Delete all files except one

A couple of days I was asked if knew an easy way to delete all but one files in a directory. If you didn't already guess it from this blog entry's title, there is a simple way - or to be more precise - there are several ways. The first one is quiet straightforward and uses the find command:

find . -not -name do_not_delete_me -delete

This works recursively and also preserves files named do_not_delete_me contained in sub-folders of the current directory:

user@host /tmp/test $ ls -R
.:
a  b  c  do_not_delete_me  foo

./a:
foo

./b:
bar  do_not_delete_me

./c:
baz
user@host /tmp/test $ find . -not -name do_not_delete_me -delete
find: cannot delete `./b': Directory not empty
user@host /tmp/test $ ls -R
.:
b  do_not_delete_me

./b:
do_not_delete_me

As you can see, find tries to delete the folder b but fails because the folder is not empty. If you don't care for files in sub-directories, it gets a bit more complicated with find:

find . -mindepth 1 -maxdepth 1 -not -name do_not_delete_me -exec rm -rf -- {} +

The -mindepth/-maxdepth parameters tell find to ignore sub-directories, because we're not interested in their contents. This should also save some execution time - especially if the directory hierarchy is really deep.

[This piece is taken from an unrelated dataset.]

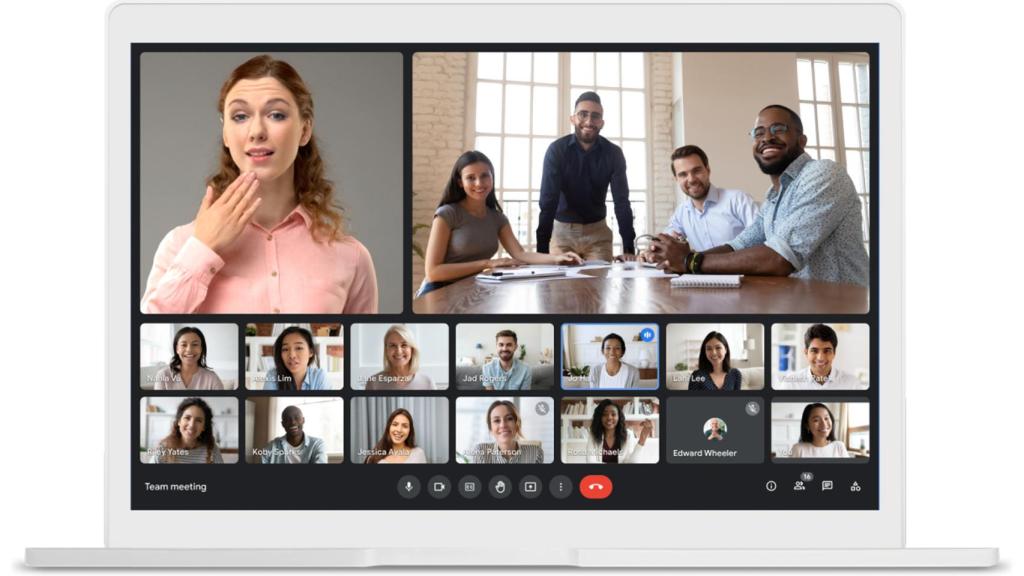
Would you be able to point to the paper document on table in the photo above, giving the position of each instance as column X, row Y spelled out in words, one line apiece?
column 707, row 281
column 520, row 273
column 643, row 272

While this works well, Bash's pattern matching offers an easier solution for this:

rm -rf !(do_not_delete_me)

As the manpage explains, the text enclosed by brackets is considered to be a pattern list, i.e. constructs like !(*.jpg|*.png) are perfectly valid. If you don't care for files in sub-directories, this might be the preferred way - it's shorter and maybe even faster than the solutions using find.

No matter which solution you choose, refrain from error-prone constructs like rm -rf `ls | grep -v do_not_delete_me`.